The increase broke another record, with Oil Search taking in $US353.2 million ($A439.6 million) in net profit. Lee said the board was committed to sharing increased profits with shareholders.
The 2014 dividend was paid out at $0.14 per share, which was made up of the base $0.08 per share and the addition of a special dividend of $0.04 and an interim dividend of $0.02.
"This is in line with our new dividend policy, to pay out between 35% and 50% of core profits to shareholders, which we believe provides a good balance between providing cash returns to shareholders while retaining sufficient funds to reinvest in our value creating growth projects," Lee said.
In light of the tough price environment for oil and gas, the company has taken measures to reduce operational costs and capital expenditure. It also started a business optimisation program to strengthen efficiency and streamline its processes.
However, Oil Search is interested in expanding its licence portfolio in Papua New Guinea, sensing an opportunity to involve itself with Exxon Mobil's PNG LNG project and the development of the Total-led Elk Antelope project.

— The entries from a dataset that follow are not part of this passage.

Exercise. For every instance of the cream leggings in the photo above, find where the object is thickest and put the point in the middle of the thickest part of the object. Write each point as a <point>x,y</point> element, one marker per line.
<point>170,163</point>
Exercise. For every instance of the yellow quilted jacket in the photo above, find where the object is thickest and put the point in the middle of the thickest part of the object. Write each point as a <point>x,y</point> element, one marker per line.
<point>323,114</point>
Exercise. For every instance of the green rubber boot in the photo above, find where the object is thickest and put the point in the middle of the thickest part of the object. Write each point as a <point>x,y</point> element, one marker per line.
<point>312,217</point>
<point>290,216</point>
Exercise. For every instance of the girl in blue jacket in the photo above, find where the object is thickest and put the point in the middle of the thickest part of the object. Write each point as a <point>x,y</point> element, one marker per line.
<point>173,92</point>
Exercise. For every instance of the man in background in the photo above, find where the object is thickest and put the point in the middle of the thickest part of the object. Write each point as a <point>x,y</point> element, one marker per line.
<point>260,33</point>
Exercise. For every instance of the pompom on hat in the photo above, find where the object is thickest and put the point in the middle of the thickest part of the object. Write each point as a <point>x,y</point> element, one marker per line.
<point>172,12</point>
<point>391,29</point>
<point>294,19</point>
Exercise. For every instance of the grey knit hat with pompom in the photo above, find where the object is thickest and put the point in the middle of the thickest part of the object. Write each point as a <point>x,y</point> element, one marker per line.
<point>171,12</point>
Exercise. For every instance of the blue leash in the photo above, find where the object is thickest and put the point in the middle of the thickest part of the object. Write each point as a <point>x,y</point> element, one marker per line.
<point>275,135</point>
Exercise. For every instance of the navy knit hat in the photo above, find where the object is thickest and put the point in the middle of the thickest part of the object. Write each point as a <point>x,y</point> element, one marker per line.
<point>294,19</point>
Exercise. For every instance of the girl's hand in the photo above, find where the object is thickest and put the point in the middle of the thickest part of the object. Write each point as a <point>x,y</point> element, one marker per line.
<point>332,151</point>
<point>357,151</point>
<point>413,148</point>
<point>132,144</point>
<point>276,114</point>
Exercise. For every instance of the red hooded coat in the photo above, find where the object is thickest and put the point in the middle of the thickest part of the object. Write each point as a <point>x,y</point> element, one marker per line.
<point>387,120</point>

Lee said these remained "commercially attractive" because of LNG demand in the Asia Pacific region.
"The outlook for LNG demand, particularly in the Asia-Pacific region, remains strong and we are confident that these projects will prove attractive to potential customers, particularly as some of the other proposed LNG projects globally are starting to look challenged in the lower oil price environment," he said.
A number of resolutions were passed in the AGM including the re-election of Gerea Aopi, Rick Lee and Philemon to the Oil Search board, as well as the re-appointment of Deloitte Tohmatsu as the company's auditor.